The miles of insulated distribution wire are part of Edison rep Rondi Guthrie’s presentation — to the Santa Barbara City Council last week and to Goleta’s council this evening — on the work the utility is undertaking along with its Public Safety Power Shutoff program that includes the installation of thousands of faster-flipping fuses and the deployment of a small army of tree trimmers. Priorities are organized by where electricity lines cross through the highest fire-danger zones identified on a map generated by the state Public Utilities Commission (CPUC), a map that is unrelated to fire department, weather service, and insurance maps. Preemptively, Guthrie explained it cost $3 million per mile to underground electric lines versus $430,000 per mile to replace equipment above ground, where it was also easier to inspect and maintain.
A Public Safety Power Shutoff (PSPS) isn’t as easy as flipping a switch. According to reports to the utilities commission, coordination with dozens of public agencies and meteorologists is intense as a PSPS is organized and then either carried out or canceled, depending on the winds that materialize.
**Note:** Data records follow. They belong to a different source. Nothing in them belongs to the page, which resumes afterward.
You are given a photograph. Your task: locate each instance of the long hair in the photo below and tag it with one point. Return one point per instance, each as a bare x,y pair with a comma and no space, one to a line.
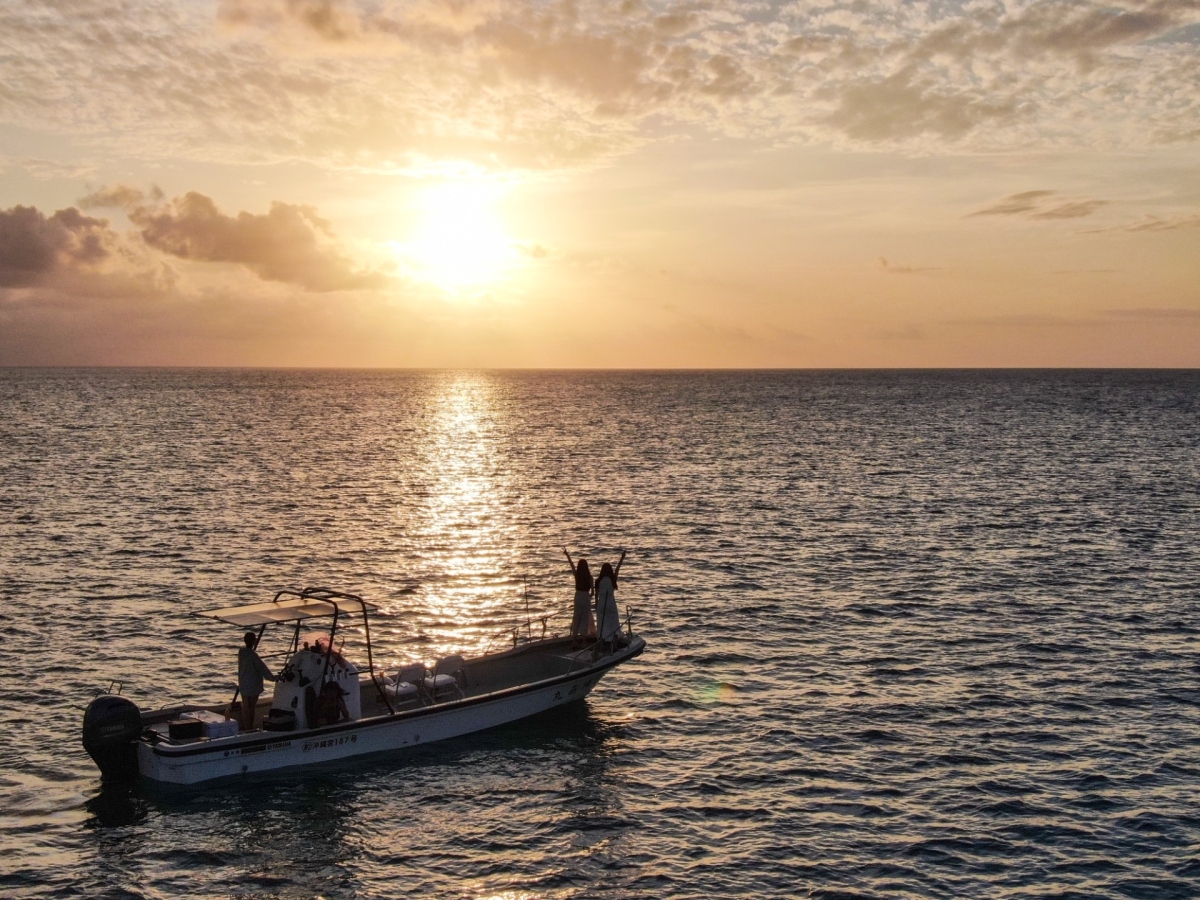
607,573
582,576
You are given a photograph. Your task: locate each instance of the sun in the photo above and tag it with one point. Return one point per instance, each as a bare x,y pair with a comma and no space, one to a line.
459,240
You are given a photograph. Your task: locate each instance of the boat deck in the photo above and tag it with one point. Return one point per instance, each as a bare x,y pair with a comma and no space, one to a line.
521,665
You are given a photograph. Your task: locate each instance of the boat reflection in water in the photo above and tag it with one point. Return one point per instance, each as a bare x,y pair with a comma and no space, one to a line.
324,708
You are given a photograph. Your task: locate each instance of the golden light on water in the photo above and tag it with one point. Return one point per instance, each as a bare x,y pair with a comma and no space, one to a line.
461,521
459,243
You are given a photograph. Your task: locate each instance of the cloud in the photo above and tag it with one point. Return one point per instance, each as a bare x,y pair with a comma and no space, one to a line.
1152,223
561,83
893,269
1036,204
289,244
1155,223
1015,204
1073,209
35,246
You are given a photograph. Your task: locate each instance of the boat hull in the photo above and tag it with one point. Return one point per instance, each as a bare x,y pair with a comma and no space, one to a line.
269,751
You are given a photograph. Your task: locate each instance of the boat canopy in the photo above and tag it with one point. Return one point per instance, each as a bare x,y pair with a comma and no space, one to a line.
292,606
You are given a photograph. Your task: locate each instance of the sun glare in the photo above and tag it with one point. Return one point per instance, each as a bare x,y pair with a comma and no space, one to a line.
459,241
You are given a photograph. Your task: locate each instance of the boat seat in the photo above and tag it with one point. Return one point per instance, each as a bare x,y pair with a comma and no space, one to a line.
405,687
444,678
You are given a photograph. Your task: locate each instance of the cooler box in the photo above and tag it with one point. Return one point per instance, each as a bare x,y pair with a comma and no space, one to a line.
213,725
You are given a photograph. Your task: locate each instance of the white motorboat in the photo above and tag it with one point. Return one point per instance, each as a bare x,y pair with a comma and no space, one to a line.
295,725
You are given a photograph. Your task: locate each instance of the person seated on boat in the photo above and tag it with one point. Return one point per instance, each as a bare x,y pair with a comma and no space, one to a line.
336,660
330,707
582,622
251,673
607,618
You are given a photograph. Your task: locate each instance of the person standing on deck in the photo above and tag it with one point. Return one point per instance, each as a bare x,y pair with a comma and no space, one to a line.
251,672
607,618
582,622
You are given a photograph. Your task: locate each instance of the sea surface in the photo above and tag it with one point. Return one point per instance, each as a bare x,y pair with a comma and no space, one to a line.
910,634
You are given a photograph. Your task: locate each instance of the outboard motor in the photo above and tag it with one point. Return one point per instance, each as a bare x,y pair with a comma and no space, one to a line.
112,726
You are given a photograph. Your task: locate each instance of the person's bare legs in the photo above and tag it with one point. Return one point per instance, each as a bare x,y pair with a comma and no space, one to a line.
246,720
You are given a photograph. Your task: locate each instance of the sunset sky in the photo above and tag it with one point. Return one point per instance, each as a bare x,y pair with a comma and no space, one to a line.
553,184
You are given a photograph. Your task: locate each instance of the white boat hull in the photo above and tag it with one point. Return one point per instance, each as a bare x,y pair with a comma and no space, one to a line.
269,751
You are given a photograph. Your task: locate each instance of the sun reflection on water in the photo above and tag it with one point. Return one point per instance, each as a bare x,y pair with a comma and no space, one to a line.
461,533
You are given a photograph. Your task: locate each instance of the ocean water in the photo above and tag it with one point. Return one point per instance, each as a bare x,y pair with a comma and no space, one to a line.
910,634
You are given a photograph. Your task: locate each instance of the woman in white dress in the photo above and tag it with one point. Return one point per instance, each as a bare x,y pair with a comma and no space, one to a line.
582,623
607,618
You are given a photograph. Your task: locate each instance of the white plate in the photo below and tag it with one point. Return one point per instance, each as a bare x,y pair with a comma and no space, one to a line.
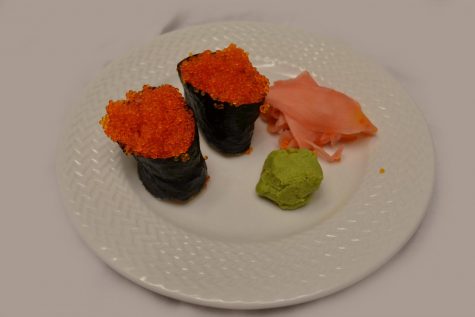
228,248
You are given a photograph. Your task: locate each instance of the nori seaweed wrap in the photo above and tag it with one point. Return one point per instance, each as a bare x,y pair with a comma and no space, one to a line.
157,127
177,178
225,92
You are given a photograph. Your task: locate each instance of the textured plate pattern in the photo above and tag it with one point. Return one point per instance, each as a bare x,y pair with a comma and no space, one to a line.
370,227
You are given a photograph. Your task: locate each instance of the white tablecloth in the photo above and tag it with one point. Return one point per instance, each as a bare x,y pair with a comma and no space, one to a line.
49,51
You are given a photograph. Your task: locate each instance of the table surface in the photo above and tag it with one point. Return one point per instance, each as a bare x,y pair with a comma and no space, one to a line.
49,51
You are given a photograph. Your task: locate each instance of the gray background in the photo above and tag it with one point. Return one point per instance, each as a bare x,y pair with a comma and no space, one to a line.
49,51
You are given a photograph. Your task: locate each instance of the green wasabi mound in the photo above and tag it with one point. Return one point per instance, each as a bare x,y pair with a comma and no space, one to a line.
290,177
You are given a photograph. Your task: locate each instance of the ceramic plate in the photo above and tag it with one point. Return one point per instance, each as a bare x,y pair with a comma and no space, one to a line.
227,247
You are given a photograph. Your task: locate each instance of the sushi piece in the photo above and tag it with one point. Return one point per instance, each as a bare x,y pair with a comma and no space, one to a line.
157,127
225,91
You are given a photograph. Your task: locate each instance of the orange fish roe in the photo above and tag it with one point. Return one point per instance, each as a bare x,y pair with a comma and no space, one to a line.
226,75
152,123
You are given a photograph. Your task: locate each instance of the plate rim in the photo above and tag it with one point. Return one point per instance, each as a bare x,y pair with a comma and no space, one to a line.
241,304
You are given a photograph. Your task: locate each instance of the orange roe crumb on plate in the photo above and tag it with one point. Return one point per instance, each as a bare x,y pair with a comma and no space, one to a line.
226,75
152,123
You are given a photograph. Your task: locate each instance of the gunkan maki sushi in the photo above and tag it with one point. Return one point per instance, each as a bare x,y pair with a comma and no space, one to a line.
225,91
157,127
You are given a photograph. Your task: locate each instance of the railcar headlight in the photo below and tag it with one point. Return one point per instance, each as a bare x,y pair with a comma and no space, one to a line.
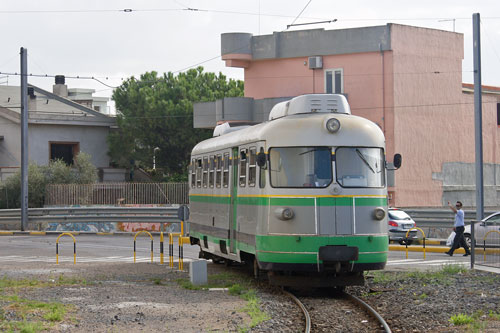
379,213
284,213
333,125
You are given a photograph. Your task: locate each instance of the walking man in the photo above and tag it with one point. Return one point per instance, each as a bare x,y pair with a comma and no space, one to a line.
459,228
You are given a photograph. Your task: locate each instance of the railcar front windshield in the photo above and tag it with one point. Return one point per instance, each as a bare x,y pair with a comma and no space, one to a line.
360,167
300,167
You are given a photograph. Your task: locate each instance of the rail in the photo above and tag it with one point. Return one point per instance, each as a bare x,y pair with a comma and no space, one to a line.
169,214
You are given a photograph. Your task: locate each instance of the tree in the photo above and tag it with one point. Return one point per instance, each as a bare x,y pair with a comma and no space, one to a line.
157,111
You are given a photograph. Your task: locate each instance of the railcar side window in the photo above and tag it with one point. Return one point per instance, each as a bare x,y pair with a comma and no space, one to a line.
218,173
205,171
243,167
193,172
252,167
300,167
226,170
360,167
211,177
198,173
262,174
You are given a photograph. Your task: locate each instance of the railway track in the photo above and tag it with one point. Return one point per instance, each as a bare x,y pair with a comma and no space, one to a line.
338,311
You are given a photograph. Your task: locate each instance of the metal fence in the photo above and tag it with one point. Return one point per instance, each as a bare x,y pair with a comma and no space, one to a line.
117,193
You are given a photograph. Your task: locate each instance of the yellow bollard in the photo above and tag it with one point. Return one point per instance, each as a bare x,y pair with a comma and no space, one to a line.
484,242
74,247
182,240
423,233
161,248
137,234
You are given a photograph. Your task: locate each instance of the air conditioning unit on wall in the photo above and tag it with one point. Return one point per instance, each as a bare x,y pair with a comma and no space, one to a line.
315,62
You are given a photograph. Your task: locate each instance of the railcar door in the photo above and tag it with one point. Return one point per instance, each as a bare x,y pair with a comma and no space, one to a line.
233,202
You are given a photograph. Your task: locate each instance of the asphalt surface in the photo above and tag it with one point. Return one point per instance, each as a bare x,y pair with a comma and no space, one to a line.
114,249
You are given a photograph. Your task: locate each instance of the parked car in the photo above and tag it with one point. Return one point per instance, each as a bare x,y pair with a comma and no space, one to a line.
399,224
490,223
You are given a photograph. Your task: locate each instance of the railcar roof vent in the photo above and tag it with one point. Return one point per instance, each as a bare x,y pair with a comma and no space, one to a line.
229,127
313,103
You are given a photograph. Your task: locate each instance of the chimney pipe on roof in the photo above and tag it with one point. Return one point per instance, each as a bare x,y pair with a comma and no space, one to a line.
60,88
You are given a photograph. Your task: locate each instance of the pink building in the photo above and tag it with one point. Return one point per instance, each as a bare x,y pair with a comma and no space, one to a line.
406,79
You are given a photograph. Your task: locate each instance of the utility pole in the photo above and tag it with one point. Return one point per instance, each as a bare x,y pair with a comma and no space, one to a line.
478,115
24,138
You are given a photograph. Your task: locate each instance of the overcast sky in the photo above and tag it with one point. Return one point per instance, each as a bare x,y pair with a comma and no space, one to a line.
100,39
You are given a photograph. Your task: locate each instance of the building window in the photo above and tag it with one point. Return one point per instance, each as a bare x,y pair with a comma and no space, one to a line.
334,81
498,114
65,151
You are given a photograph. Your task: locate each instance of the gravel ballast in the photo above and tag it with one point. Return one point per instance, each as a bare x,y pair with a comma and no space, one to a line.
149,297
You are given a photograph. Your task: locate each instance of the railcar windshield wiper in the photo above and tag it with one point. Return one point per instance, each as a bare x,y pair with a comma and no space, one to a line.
363,158
309,151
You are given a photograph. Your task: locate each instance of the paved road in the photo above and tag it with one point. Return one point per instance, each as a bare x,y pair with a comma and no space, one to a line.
100,248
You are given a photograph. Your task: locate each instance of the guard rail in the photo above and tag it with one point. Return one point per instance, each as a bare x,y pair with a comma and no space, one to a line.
439,218
170,214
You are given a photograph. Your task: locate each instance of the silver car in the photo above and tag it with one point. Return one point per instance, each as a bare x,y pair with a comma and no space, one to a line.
486,232
399,224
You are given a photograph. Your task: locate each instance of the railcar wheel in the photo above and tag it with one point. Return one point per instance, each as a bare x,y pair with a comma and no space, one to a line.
217,260
257,272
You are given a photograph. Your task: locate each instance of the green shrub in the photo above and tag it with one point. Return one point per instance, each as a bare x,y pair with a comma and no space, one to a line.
39,176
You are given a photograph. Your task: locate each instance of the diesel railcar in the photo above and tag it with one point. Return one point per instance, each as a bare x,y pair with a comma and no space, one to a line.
302,196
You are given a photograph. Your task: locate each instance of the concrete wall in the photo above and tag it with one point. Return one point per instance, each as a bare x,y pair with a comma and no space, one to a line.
406,79
433,119
10,146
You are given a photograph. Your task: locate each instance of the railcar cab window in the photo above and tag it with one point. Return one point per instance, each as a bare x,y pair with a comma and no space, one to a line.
198,172
243,167
360,167
300,167
205,171
218,173
252,167
225,176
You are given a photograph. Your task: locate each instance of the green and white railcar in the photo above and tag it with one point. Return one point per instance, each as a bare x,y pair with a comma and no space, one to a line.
303,194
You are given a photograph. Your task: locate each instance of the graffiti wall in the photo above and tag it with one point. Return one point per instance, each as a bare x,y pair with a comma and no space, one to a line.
114,227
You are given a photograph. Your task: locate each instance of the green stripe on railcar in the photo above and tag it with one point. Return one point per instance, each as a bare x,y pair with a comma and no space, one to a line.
292,201
304,249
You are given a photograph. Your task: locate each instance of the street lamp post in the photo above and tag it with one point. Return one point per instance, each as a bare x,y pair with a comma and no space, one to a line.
154,157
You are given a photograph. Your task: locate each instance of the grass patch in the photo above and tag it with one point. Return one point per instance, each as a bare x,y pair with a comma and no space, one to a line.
23,327
461,319
27,315
252,308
Of the six called by Edison since 2017, two panned out and affected a surprisingly small number of customers: 148, none with medical needs. The PSPS is tailored to affected circuits, Guthrie explained. For Santa Barbarans, whose electricity lines come across hilly high fire zones, a power shutoff might only affect areas with blasting winds, sparing other parts of the city.
Guthrie told Santa Barbara’s council that first responders and health agencies would be the first to receive notice of a possible outage, as well as citizens dependent on in-home medical devices, with warnings beginning as much as a week in advance. When the trigger is pulled, however, the first notice might be the lights going out. Verification of fire-sparking, near-gale conditions is made by Edison ground crews, on-pole meters, and meteorologists, with shutdown decisions made quickly at the executive level. Alerts come next.
Edison has been contacting customers by letter to explain how to sign up for the series of alerts — at SCE.com/psps or the app MySCE — Guthrie explained, as well as how to prepare for outages, which could last several days as crews inspect the lines before they power up again. City staff will also be holding informal coffees around town and meetings with homeowner groups, reported the city’s emergency manager Yoli McGlinchey and fire education specialist Liliana Encinas, including tips on battery or hand-crank radios, and solar-powered chargers. The city has also been examining its supply of generators, said Public Works chief Rebecca Bjork, and its needs at major traffic intersections and water pump and lift stations.